イケメン御曹司のとろける愛情
 私はカウンター越しにぺこりと頭を下げた。

「どういたしまして。それより、パンプスに傷はついてなかったかな? 結構力を入れて引っ張ってしまったんだけど」
「あ、いいえ、大丈夫でした! おかげで助かりました」
「よかった」

 男性がホッとしたように言った。意志の強そうな口元がほころび、やっぱりステキな笑顔だな、と思う。

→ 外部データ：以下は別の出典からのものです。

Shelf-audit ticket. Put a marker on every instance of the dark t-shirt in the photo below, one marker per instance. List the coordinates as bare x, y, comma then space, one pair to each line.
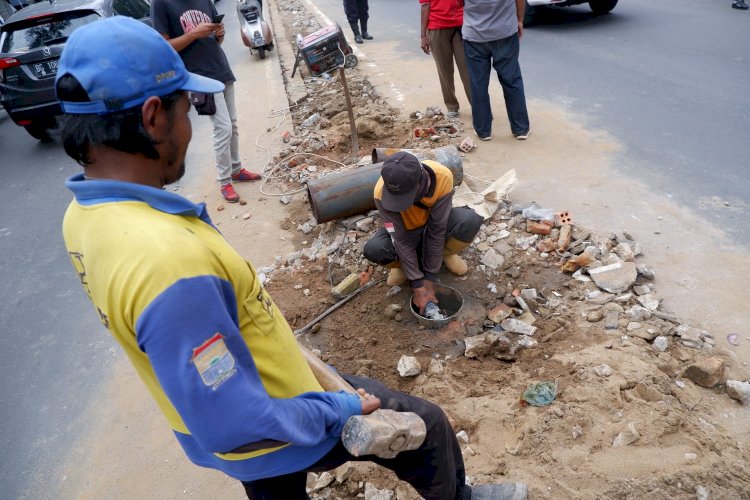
204, 56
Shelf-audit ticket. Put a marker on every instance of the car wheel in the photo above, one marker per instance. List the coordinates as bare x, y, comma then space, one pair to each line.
528, 14
41, 130
602, 6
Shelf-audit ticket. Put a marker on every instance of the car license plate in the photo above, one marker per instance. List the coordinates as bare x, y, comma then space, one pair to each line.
46, 69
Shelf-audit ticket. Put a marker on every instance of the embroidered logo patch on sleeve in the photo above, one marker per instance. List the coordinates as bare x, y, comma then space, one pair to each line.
213, 361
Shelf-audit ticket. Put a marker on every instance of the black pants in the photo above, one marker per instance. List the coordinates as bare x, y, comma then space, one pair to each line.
435, 470
356, 10
463, 225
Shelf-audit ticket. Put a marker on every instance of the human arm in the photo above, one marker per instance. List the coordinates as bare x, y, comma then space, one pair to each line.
424, 19
160, 20
520, 11
433, 243
236, 410
405, 242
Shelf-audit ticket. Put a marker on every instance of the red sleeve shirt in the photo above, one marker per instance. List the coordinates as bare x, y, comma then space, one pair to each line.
444, 14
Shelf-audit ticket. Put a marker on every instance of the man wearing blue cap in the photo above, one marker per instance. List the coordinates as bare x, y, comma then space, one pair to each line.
189, 27
190, 313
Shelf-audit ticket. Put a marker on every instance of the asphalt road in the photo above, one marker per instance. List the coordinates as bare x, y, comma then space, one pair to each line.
670, 80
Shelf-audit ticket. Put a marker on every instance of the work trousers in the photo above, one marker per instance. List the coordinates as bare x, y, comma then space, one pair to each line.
447, 45
356, 10
463, 225
502, 55
226, 135
435, 469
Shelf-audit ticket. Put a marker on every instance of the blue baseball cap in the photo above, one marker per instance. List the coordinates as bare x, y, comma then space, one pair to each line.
121, 62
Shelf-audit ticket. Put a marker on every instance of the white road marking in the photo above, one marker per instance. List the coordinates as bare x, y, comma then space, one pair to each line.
398, 95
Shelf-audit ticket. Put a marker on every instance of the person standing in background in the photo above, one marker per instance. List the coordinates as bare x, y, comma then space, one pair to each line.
441, 22
492, 32
357, 13
189, 27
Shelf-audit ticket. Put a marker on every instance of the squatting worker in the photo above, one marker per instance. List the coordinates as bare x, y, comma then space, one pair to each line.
191, 314
421, 229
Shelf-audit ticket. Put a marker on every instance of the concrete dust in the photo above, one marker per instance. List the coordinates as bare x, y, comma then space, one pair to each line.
686, 436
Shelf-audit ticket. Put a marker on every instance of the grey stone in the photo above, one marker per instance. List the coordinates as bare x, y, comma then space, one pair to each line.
627, 436
351, 221
594, 316
480, 345
492, 259
365, 224
649, 301
391, 310
739, 390
701, 493
462, 437
373, 493
645, 271
603, 370
706, 372
311, 120
597, 297
516, 326
614, 278
688, 333
514, 272
661, 343
624, 251
324, 480
611, 320
638, 313
408, 366
435, 367
525, 243
623, 298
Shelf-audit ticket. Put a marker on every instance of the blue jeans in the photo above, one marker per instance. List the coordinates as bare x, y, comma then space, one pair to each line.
502, 55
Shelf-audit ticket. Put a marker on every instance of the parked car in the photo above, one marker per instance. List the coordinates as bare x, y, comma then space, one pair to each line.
597, 6
31, 41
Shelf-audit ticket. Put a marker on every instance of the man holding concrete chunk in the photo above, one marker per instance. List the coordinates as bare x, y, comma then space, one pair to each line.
421, 229
191, 314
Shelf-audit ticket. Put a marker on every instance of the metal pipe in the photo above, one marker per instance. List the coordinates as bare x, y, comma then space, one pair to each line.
343, 194
446, 155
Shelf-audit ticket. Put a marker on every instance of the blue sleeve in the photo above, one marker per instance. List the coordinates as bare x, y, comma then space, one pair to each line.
238, 410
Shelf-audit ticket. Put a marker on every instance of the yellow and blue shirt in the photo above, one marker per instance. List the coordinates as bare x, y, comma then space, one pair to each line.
201, 331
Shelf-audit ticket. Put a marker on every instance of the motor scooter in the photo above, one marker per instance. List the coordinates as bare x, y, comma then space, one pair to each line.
255, 32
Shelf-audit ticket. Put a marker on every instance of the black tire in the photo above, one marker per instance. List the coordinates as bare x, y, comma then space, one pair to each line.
350, 61
528, 14
600, 7
40, 130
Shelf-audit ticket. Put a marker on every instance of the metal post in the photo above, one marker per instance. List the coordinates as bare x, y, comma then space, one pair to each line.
352, 124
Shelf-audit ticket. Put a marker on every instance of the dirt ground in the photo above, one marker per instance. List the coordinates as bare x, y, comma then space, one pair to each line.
689, 439
564, 450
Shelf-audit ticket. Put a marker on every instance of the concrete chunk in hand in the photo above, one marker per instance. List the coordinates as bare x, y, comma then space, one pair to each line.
383, 433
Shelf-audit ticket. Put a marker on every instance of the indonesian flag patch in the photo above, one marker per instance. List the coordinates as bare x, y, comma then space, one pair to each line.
213, 361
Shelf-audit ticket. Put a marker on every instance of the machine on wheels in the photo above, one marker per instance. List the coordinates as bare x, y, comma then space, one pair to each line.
253, 28
324, 51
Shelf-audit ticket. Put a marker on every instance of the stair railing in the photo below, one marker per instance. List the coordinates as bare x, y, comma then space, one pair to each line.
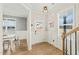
64, 41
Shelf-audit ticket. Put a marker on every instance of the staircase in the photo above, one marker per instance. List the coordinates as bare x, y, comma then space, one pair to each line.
70, 42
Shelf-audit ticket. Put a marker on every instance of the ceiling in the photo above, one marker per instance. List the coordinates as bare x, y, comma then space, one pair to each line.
14, 9
17, 9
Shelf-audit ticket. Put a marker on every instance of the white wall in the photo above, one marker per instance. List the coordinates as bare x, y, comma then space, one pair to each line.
1, 32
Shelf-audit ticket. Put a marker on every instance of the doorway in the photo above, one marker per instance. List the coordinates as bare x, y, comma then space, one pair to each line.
66, 22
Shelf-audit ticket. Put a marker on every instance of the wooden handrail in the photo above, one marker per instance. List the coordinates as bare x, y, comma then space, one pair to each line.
66, 34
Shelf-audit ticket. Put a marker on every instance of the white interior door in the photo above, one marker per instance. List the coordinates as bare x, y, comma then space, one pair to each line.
70, 22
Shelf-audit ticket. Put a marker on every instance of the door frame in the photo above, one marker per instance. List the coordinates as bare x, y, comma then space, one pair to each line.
74, 20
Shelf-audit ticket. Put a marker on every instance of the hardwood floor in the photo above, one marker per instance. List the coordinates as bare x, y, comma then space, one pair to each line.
40, 49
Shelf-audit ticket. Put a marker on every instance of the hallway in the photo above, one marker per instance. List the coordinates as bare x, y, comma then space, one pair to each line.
40, 49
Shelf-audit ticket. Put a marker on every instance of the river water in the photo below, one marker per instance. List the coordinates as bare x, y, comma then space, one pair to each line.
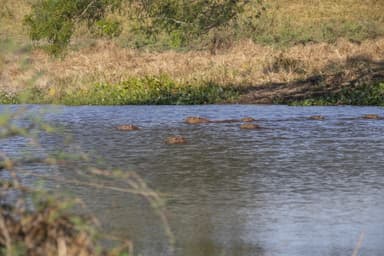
294, 187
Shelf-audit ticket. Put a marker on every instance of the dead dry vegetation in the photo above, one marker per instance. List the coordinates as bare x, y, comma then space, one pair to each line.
293, 41
245, 64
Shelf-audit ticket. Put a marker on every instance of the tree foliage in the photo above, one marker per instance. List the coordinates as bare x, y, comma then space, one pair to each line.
56, 20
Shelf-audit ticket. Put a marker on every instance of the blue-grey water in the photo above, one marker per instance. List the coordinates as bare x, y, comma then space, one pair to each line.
294, 187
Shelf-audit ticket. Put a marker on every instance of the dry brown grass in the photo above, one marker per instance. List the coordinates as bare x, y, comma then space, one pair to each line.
244, 64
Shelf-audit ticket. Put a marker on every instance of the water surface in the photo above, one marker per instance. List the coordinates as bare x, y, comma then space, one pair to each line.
295, 187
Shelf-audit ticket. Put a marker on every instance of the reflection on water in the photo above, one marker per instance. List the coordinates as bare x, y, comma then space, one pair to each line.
296, 187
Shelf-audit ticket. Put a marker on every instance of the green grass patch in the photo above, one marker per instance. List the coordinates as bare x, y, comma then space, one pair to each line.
135, 91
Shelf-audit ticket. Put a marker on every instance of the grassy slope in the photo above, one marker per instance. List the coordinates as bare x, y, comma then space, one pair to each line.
292, 42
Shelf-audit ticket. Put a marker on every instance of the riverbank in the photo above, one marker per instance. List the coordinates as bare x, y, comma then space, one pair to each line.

 うっとりしそうになって、あわてて会話の糸口を探す。

「あ、あの、お買い物ですか?」
「そうなんだ。隣のカフェに行ったんだけど満席で。エスプレッソをもらえるかな」
「あ、はい。サイズはどうされますか?」
「レギュラーで」
「かしこまりました」

 私はセルフコーヒー用のカップを男性に差し出した。値段を言うと、彼がスーツの胸ポケットから財布を取り出す。

 会計が終わったら、彼はこのまま去ってしまう。次はいつ会えるかわからない。

 別世界の人だとわかっているけれど、せっかくこうして会えたんだから、もう少し彼のことを知りたい……。

 そのくらいならいいよね?

 私は勇気をかき集めて、お金を受け取りながら話しかける。